My goal is to have an empty object in each scene with the script manager attached. Each individual script will register with the script manager and be assigned an ID number and the script manager will then decide which script gets priority and how often its internal data is updated. This is where my problem lies.
My instinct as an amateur is to create in the script manager a class for each script which will manage the priority and ID number of the script. This isn’t particularly hard unless you have to unregister scripts, for example, if an object is destroyed, the script manager needs to be told that it doesn’t need to worry about that script anymore. When I delete a class object from the array, the array index of all the other class objects will change, which will make it difficult to manage the ID numbers of the scripts. I don’t want to sort through the entire index of 10,000+ class objects in search of which object to destroy - there must be a more efficient way to do this.
In short, I want my object, we’ll say “Ball” with ID Number “10005” to just tell the script manager “unregister number 10005” and I don’t want the script manager to sort through 10,000 objects to find that ID number - nor do I want to assign new ID numbers to every class object in the script manager’s registry every time one of them unregisters.
Like I said, I’m pretty new at this stuff, so there’s probably a great way to keep indexes of objects that are easily accessed that I’m just not aware of.
I’ve considered making the script manager just take the total number of registered objects, say 10,000. Then keeping track of “halfway” points. So, it knows that 10,000 objects were registered. It knows the half-way point is 5000. So, at Array Index 5000 should be Object ID number 5000. But object 900 and object 1045 just unregistered.

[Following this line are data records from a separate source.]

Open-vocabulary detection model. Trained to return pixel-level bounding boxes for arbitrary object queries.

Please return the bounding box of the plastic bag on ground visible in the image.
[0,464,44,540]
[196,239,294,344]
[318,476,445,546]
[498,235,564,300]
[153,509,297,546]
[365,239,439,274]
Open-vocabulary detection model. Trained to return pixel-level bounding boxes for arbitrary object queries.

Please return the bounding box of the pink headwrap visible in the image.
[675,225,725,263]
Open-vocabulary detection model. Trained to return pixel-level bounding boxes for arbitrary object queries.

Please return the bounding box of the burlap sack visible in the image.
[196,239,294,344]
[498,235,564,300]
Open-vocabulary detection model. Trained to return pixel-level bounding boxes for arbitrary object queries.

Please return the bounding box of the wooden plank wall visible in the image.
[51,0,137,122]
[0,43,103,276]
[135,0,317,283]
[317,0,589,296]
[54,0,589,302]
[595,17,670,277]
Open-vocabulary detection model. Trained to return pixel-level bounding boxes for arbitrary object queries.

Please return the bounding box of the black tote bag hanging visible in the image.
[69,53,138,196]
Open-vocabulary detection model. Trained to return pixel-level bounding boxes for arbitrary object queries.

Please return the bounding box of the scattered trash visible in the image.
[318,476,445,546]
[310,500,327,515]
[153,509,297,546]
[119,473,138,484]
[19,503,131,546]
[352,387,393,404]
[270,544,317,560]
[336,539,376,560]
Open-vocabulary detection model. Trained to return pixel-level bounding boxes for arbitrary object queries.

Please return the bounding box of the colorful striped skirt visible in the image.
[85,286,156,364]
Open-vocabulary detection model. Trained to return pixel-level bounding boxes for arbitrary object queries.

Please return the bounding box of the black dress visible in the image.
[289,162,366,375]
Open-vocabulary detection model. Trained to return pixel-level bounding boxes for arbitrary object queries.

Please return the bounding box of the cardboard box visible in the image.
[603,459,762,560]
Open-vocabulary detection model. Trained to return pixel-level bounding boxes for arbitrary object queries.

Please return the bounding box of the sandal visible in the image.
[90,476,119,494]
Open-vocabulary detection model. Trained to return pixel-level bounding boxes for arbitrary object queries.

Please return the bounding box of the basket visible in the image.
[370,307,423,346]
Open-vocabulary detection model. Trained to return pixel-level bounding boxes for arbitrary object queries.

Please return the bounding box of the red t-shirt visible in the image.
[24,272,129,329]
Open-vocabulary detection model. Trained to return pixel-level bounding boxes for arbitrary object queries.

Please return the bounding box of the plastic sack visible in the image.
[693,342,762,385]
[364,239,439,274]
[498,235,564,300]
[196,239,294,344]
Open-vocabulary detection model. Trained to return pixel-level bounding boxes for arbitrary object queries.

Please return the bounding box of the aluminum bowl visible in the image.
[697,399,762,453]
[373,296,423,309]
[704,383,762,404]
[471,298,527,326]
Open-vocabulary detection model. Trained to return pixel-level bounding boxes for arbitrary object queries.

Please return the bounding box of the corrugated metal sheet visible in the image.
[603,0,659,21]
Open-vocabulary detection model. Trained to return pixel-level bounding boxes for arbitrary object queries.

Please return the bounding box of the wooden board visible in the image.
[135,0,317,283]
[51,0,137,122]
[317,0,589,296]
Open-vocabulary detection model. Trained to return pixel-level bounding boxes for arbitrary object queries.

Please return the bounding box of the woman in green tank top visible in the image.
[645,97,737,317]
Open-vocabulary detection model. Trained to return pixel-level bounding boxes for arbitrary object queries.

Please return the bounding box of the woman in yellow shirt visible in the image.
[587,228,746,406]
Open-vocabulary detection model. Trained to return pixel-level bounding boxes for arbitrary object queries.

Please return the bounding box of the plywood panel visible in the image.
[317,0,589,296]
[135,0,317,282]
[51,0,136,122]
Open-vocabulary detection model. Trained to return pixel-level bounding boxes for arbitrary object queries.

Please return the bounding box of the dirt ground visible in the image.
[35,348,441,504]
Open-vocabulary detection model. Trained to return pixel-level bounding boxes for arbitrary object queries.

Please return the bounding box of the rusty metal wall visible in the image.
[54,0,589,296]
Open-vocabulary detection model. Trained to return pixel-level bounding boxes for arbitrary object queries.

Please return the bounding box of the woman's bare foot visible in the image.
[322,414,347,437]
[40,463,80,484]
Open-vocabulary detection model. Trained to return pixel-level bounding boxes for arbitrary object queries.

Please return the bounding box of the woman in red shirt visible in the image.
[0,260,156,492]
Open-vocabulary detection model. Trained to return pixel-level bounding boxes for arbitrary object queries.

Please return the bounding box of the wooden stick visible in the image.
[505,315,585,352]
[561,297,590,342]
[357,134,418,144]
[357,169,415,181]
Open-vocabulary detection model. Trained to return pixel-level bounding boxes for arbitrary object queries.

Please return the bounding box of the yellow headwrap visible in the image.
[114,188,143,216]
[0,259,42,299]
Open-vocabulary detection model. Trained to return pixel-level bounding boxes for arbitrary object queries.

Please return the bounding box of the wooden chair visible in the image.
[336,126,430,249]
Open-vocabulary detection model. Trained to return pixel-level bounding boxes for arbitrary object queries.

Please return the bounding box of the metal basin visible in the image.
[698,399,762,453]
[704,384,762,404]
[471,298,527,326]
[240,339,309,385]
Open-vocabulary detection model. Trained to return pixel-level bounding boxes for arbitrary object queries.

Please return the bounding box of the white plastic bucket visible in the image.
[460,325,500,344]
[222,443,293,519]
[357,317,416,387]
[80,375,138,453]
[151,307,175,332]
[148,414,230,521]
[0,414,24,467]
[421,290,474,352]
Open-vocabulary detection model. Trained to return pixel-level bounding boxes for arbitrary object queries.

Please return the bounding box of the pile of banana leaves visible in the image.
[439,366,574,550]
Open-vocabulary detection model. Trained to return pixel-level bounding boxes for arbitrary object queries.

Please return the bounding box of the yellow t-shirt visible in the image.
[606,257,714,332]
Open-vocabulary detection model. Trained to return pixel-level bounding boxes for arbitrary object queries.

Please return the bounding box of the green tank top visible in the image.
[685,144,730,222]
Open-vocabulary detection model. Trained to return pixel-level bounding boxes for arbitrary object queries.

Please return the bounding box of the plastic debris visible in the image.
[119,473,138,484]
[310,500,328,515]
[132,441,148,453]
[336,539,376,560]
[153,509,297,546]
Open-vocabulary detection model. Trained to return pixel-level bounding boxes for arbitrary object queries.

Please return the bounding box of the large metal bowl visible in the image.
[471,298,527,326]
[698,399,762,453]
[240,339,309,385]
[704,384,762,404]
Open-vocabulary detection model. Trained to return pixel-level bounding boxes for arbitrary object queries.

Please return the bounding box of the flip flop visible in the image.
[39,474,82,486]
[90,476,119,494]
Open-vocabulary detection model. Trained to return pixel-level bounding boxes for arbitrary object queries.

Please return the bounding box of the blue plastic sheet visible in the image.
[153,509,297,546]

So, now there’s a total number of 9998 objects, the halfway point is 4999 and at point 4999 the Object ID is now 5001 so any object ID over 5001 only has to search through the latter half of the class object array. This subdivision technique could subdivide multiple times which would make searching the array much faster - but I just don’t know if this is the best technique.
I hope this makes sense and nobody is getting too much of a laugh out of my programming ignorance.